Но отступать было некуда.
– Это вам, – выдохнул Зяма и положил на край стола коробку конфет «Птичье молоко».
– Это что? – строго спросила женщина.
– Это конфеты. Ваши.
– Это не мои конфеты. Это вы мне их положили.
– Ну, да, мои. Но вы, мадам Степанова, сидите
тут без конфет, а я подумал, что вам они нужнее, – залепетал Зяма.– Послушайте, как вас зовут? Зачем вы пришли? И почему вы меня все время называете мадам? Вы француз?
– Я не француз, нет-нет, я наоборот…
– В каком смысле наоборот?
– Ну, я не француз, – окончательно загнал себя в угол Зяма и осекся.
– Я вижу, что не француз, – ухмыльнулась завуч. – Так что вам надо?
– Мне ничего не надо. Это моему сыну. Миша Розенбойм… ну вы знаете, он в пятом «Б» учится…
– А, понятно, понятно! Это тот, который из двух копеек на уроке труда Маген Давид вырезал? Так вы его отец? Очччень хорошо! Оччень хорошо! Вырастили смену что надо!
– Да я понимаю… я же как с советским человеком… он ребенок, он ошибся, он больше не будет, я вам говорю как родной…
– А вы знаете, что нарисовано на двухкопеечной монете, гражданин Розенбойм?
– Я знаю, я возмещу. Там нарисовано, что эта монета двухкопеечная. Я заплачу, честное слово….
– При чем тут это! А что нарисовано на обратной стороне? А я вам скажу, что! Там нарисован наш советский герб, славу которого несли, несут и будут нести все советские люди! А ваш сын… у меня даже язык не поворачивается сказать… ваш сын осквернил его! И чем? Сионистским знаком! Он ведь пионер!
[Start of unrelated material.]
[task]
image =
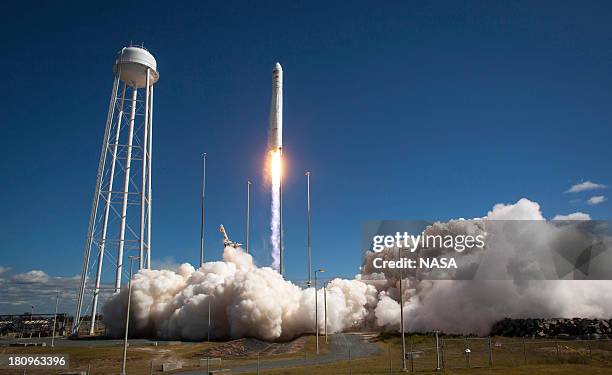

Или он был пионером? Исключили небось уже?!
– Исключили, – еле прошептал Зяма. – И что, ничего нельзя сделать? Он больше так не будет, я этого поца выпорю так, что он ничего осквернять больше не будет…
– Детей бить нельзя, – неожиданно спокойно сказала завуч.
Зяма молчал, уставившись в пол, и переминался с ноги на ногу. На стене громко тикали часы.
– Идите, я подумаю, – отрезала завуч и стала что-то быстро писать в бумаге, намекая на конец разговора.
– Я вам буду век благодарен, что хочите, вот что хочите…
– Что хочу? – неожиданно переспросила Степанова. И с интересом посмотрев на Зяму, продолжила: – Хорошо, я запомню.
Прошло десять лет.
Зяма Розенбойм шел с работы в последний раз. Потому что завод, на котором он работал бухгалтером, закрылся, и в следующий раз Зяме было идти неоткуда. Моросил мелкий дождик, падала бурая листва, была осень, и деться от нее было решительно некуда. Добредя до подъезда пятиэтажки, в которой он жил, Зяма полез в карман пальто за ключами.
– Товарищ Розенбойм? – вдруг услышал он женский голос и обернулся.
Перед ним стояла завуч Степанова. Ростом она оказалась даже выше, чем Зяма предполагал. Рыжий шиньон сменился на каштановый, а глаза были те же, голубые.
– Здравствуйте, – прошептал Зяма, – э-э-э…
– Не пугайтесь, не пугайтесь, – улыбнулась завуч. – Я к вам по делу.
– Ко мне по делу? – еще больше удивился Зяма. В последний раз к нему по делу приходил мастер шестого участка, чтобы набить ему морду из-за задержки зарплаты, в которой Зяма был вовсе не виноват, потому что личных денег даже на свою зарплату у него не было, а руководство завода свои деньги отдавать не спешило.